Monday, January 31, 2011

Using Except() Method in LINQ

There is a method that I rarely use in LINQ called "Except" - but it comes handy in my latest coding. So I thought I'd share how I use it. This method is for an IEnumerable and has multiple signatures: one that takes a second IEnumerable to exclude and the other one takes an IEnumerable and a comparer. You can read the spec in full here.

Here is an example:

int[] oneToTen = { 1, 2, 3, 4, 5, 6, 7, 8, 9, 10 };
int[] oneToTenEven = { 2, 4, 6, 8, 10 };
int[] oneToTenOdd;

// do some exclusion here
oneToTenOdd = oneToTen.Except(oneToTenEven);

// so that oneToTenOdd will have { 1, 3, 5, 7, 9 };
OK - that looks simple. But what about when the IEnumerable is of type T or some other complex type? This is where the second signature comes in handy. In this scenario, we will have to make our own comparer class to specify how we want both list items to be compared against each other.

Imagine this hypothetical situation where you are at a dealership and want to separate the cars that have been washed and ones that have not. Cars may have the same make, model, color, type, but each has different VIN number.

IEnumerable<Car> allCars = GetAllCars();
IEnumerable<Car> carAlreadyWashed = GetCarAlreadyWashed();
IEnumerable<Car> carNotWashed;

// do some exclusion here
carNotWashed = allCars.Except(carAlreadyWashed);

The above code which will normally work for simple comparison, won't work because the run-time will have no idea that it has to compare based on VIN number. We have to tell it to use that field to do comparison.

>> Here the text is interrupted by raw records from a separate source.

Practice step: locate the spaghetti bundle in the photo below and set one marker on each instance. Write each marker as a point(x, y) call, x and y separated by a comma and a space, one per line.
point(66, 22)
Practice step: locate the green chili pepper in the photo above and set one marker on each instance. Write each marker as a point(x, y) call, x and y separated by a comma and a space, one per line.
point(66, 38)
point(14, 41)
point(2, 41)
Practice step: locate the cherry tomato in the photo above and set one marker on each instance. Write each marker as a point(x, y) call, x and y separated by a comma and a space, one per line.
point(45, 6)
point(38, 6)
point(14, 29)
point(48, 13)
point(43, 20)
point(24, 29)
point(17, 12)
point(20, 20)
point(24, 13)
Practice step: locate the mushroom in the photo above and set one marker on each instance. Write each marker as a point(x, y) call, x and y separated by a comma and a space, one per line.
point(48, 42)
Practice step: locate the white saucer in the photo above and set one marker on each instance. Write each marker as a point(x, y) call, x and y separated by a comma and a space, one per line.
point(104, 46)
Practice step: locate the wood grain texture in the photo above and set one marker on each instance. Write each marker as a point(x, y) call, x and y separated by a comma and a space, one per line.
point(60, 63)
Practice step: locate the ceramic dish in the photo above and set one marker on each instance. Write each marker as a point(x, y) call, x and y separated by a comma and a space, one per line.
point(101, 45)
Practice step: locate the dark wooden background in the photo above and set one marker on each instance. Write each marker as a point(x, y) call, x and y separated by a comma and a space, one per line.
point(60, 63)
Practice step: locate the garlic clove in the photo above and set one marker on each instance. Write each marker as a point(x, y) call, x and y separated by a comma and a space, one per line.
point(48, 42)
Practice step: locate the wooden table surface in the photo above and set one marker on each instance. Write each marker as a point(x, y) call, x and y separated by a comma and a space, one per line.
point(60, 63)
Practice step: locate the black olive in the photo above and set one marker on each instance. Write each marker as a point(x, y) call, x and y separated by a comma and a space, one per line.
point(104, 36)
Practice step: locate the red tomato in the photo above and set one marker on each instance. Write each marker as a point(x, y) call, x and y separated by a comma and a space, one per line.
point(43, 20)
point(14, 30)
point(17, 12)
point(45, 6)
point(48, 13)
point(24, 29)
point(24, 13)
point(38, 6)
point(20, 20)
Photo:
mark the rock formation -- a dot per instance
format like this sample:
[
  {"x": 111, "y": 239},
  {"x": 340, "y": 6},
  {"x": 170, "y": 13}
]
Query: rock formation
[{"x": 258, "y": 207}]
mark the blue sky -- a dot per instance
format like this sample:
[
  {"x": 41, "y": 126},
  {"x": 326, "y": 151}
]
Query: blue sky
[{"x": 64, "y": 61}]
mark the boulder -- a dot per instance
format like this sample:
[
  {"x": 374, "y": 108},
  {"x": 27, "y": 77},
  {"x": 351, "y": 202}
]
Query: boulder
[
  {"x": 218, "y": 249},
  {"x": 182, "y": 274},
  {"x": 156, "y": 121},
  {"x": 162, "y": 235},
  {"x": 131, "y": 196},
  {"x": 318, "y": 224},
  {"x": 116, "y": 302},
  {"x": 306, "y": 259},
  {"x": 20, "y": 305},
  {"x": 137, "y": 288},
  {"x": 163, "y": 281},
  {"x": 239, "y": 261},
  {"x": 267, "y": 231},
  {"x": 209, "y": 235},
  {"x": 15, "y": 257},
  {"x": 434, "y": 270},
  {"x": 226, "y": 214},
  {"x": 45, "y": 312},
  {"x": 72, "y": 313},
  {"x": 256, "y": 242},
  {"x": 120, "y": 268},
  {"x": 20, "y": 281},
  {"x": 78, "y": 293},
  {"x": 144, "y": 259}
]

public class CarComparer : IEqualityComparer<Car> {
    public bool Equals(Car x, Car y) {
        //Check whether the compared objects reference the same data.
        if (Object.ReferenceEquals(x, y)) return true;

        //Check whether any of the compared objects is null.
        if (Object.ReferenceEquals(x, null) || Object.ReferenceEquals(y, null))
            return false;

         //Check whether the Car' properties are equal.
        return x.VIN == y.VIN;
    }

    // If Equals() returns true for a pair of objects
    // then GetHashCode() must return the same value for these objects.
    public int GetHashCode(Car car) {
        //Check whether the object is null
        if (Object.ReferenceEquals(plan, null)) return 0;
        //Get hash code for the VIN field.
        int hashCarVIN = car.VIN.GetHashCode();
        return hashCarVIN;
    }
}
Now then we can modify our code to be such as this:

IEnumerable<Car> allCars = GetAllCars();
IEnumerable<Car> carAlreadyWashed = GetCarAlreadyWashed();
IEnumerable<Car> carNotWashed;

// do some exclusion here
carNotWashed = allCars.Except(carAlreadyWashed, new CarComparer());


2 comments:

Aaron Stemen said...

Nice post Joe! There are more than a handful of Linq methods that I don't realize exist. Any() was one that I learned about recently instead of using Count() and comparing to 0.

Thanks Joe!

Johannes Setiabudi said...

I almost blogged about Any(), but decided to do Except() instead. O well, so that works out.